Why Complicate Things?
“Putting my money where my mouth is, re site updates.”

As this site is built using a Static Site Generator, any changes I make to it [such as writing new drivel] requires re-uploading the site to my server [or at least those bits of it which have changed]. I’ve mentioned in a previous post that I use Git for this process: firstly by pushing the ‘new stuff’ from my laptop up to a central repo, then by logging into my web server and pulling those changed files to the live site.

Although there’s a bit of setting up involved, it actually sounds a lot more complicated than it is –as I hope to demonstrate in this post. And, once setup, it’s a lot quicker method for updating the site than you might imagine –especially if you use a database-driven blog engine like WordPress or Tumblr and think live online editing is the most efficient way to blog.

Another incentive for this post is that, on the Hugo discussion forums, I quite often see folks outlining the workflows they use to keep their Hugo blogs updated [often involving clever scripting and/or chron jobs] and, whilst I can appreciate the ingenuity displayed, I find myself thinking “Why complicate matters so much, when you can achieve the same result, using a couple of simple Git commands?”

So, before I plunge into the details, stopwatches at the ready and we’ll see how long it takes to get this post [wot I am currently writing] from this laptop to live on the web:

Well, there you have it. Less than a minute from laptop to internet sensation. Not bad, eh? And, even more impressive when you think that, into the bargain, I’ve got a complete copy of the site saved locally and also a backup saved to a Git repo, complete with the entire history of site changes.

Suddenly your “New Post” form in WordPress ain’t looking so clever, is it?

I’m actually a bit disappointed that the time wasn’t even faster. I reckon in day-to-day use, it usually takes nearer 30 seconds to go from laptop to web. That’s mainly owing to my network connection usually being a bit perkier, and my usually availing of shell autocomplete to speed up entering the commands [I thought that might be a bit of a cheat if I did it in this video, so I typed ‘em all by hand].

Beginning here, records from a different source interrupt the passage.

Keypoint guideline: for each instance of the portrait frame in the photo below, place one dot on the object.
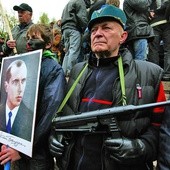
(33, 64)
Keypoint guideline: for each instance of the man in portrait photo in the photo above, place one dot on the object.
(15, 117)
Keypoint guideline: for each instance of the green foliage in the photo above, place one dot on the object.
(12, 22)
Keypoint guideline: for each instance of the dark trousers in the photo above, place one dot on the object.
(162, 32)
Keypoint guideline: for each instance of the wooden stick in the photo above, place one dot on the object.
(7, 25)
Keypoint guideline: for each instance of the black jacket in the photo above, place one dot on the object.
(164, 148)
(148, 76)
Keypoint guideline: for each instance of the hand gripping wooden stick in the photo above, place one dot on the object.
(4, 16)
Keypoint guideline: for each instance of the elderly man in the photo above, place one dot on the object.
(19, 32)
(112, 78)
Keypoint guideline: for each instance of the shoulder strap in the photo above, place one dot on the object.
(71, 89)
(122, 80)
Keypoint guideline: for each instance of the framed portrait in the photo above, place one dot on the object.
(19, 82)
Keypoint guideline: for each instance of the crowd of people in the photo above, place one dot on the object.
(95, 57)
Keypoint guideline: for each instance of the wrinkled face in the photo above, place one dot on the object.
(106, 38)
(16, 86)
(24, 16)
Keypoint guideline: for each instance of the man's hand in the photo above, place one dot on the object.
(126, 151)
(8, 154)
(56, 148)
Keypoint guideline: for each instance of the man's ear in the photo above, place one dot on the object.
(124, 36)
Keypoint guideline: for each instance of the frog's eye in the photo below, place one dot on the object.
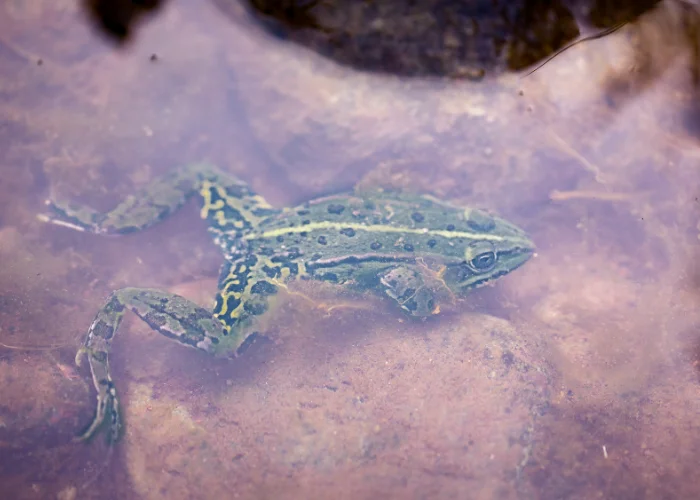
(480, 256)
(483, 262)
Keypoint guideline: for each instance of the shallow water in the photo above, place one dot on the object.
(574, 377)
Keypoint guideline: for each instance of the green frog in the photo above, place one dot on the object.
(394, 243)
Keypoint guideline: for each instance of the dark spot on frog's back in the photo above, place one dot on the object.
(479, 221)
(335, 208)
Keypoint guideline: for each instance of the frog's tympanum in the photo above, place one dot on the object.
(370, 241)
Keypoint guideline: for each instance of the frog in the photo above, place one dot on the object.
(389, 242)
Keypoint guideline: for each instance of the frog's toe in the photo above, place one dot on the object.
(68, 215)
(107, 414)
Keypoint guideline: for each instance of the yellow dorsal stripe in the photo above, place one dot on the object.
(379, 229)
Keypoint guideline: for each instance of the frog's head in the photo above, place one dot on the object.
(492, 252)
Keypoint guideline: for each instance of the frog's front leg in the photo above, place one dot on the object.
(171, 315)
(406, 286)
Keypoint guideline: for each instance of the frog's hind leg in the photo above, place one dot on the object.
(406, 286)
(171, 315)
(247, 290)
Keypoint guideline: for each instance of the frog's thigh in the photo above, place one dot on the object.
(406, 286)
(173, 316)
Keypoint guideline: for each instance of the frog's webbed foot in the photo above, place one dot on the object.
(171, 315)
(149, 205)
(406, 286)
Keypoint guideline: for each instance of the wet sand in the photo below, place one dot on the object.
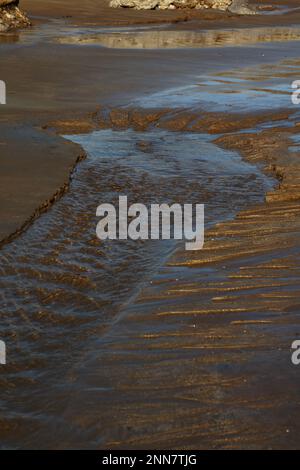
(201, 359)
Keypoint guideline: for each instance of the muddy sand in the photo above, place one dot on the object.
(201, 357)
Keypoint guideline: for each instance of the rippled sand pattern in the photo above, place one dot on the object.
(202, 358)
(62, 290)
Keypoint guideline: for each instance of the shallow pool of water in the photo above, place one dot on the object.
(62, 289)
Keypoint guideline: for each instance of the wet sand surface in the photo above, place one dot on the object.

One time saving bijou cheat-ette I do use in the video is that I have alias madraserver="ssh -v -pXXXXX name@XXX.XXX.XXX.XXX" saved in my shell profile. So I can just use madraserver to connect, rather than having to remember the syntax of that command.

[And obviously I’m using an SSH public/private key pair to login to my server. Passwords are for slow-coaches!]

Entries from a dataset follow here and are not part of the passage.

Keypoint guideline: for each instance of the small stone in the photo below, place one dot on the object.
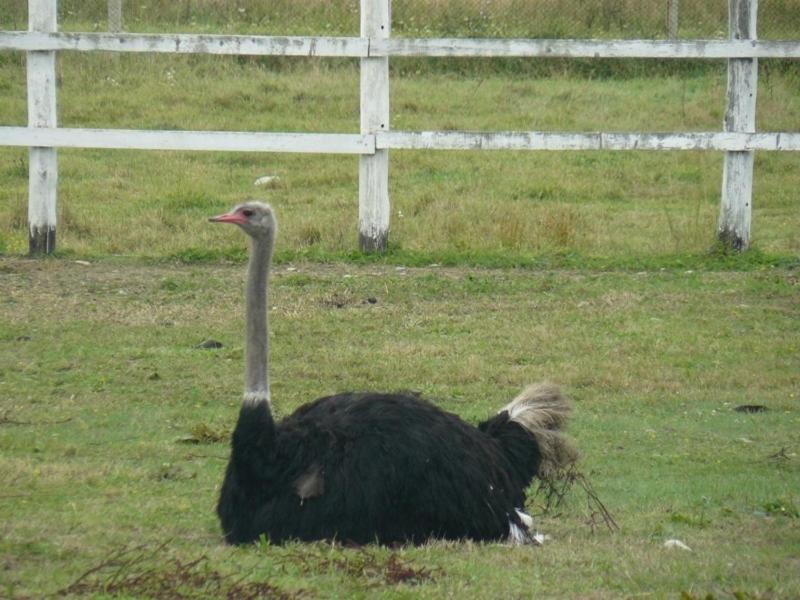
(209, 344)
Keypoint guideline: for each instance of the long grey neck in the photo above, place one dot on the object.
(256, 388)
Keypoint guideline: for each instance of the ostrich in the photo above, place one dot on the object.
(375, 467)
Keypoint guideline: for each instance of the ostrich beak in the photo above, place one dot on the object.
(238, 219)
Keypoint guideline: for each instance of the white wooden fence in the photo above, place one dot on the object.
(374, 47)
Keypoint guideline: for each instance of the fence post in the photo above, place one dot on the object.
(373, 171)
(740, 116)
(114, 16)
(43, 162)
(672, 19)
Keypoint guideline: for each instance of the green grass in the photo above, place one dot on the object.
(423, 18)
(599, 205)
(102, 386)
(597, 270)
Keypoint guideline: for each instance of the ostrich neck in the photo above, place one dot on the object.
(257, 337)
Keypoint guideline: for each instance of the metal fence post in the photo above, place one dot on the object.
(740, 116)
(43, 162)
(373, 180)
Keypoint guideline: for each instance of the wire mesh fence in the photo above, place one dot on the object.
(659, 19)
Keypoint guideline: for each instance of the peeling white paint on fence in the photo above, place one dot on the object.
(738, 139)
(369, 46)
(187, 44)
(564, 48)
(221, 141)
(541, 140)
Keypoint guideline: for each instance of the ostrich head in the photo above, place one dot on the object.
(255, 218)
(257, 221)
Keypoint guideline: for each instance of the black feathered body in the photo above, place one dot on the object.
(370, 467)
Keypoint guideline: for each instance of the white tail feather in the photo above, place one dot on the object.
(542, 410)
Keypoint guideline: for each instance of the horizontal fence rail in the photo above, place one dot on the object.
(367, 144)
(374, 46)
(535, 140)
(353, 47)
(221, 141)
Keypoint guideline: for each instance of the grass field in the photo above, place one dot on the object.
(114, 423)
(519, 205)
(594, 270)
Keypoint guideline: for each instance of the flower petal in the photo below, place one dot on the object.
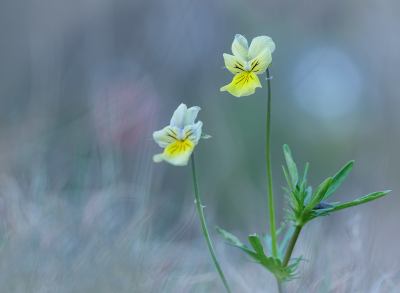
(259, 44)
(190, 115)
(166, 136)
(259, 64)
(243, 84)
(177, 153)
(179, 114)
(193, 132)
(234, 64)
(240, 47)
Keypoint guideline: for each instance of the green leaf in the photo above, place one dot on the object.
(285, 242)
(338, 179)
(281, 228)
(304, 175)
(291, 165)
(287, 177)
(318, 196)
(361, 200)
(309, 193)
(205, 136)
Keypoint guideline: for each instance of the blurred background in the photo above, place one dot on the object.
(83, 86)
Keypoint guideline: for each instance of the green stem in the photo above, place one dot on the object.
(280, 286)
(291, 245)
(203, 225)
(270, 195)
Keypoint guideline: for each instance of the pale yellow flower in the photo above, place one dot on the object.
(179, 138)
(246, 63)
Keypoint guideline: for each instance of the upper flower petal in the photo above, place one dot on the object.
(166, 136)
(177, 153)
(234, 64)
(243, 84)
(179, 114)
(259, 44)
(260, 63)
(240, 47)
(190, 115)
(193, 132)
(184, 116)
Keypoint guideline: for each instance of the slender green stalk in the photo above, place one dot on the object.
(203, 225)
(270, 194)
(291, 245)
(280, 286)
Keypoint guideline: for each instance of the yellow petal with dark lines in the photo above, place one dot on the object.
(243, 84)
(234, 64)
(177, 153)
(259, 64)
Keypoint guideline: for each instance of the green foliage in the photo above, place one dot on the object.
(306, 207)
(291, 165)
(273, 264)
(338, 179)
(284, 243)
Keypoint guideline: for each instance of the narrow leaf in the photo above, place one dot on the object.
(361, 200)
(338, 179)
(291, 165)
(308, 196)
(304, 175)
(287, 177)
(318, 195)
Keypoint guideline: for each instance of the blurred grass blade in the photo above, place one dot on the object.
(291, 165)
(338, 179)
(228, 236)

The other wee bit of prior preparation you need to do, if you want to use Git to manage your Hugo site like this, is to avail of sparsecheckout.

By default, doing a git pull origin master from my webserver will download everything in my Git repo. ie. all my development files, theme files, etc. I don’t need any of this stuff, on the website –just the static webpages themselves. So I only want to pull the files in the public directory [which is where Hugo builds the actual site content]

First of all, I make sure that my web server is configured to serve my site from the public subdirectory of the domain’s directory on my server [I’m serving with Nginx, adapt as necessary if you’re an Apache guy or gal]:

server {
        listen 80;
        listen [::]:80;
        server_name stiobhart.net;
        root /var/www/stiobhart.net/public;
        index index.html;

        ....

    }

Then I need to tell Git to only download the public directory from the repo whenever I issue a git pull origin master command from within /var/www/stiobhart.net. This is where the sparsecheckout comes in:

cd <repo root directory> #ie. /var/www/stiobhart.net, in my case
git config core.sparsecheckout true
echo public/ >> .git/info/sparse-checkout

And there you have it. From now on, any time I issue a git pull... command in that directory, Git will just pull anything new in the public subdirectory, rather than downloading all that extra baggage.

Pretty simples, eh? As the title says, “Why complicate things?”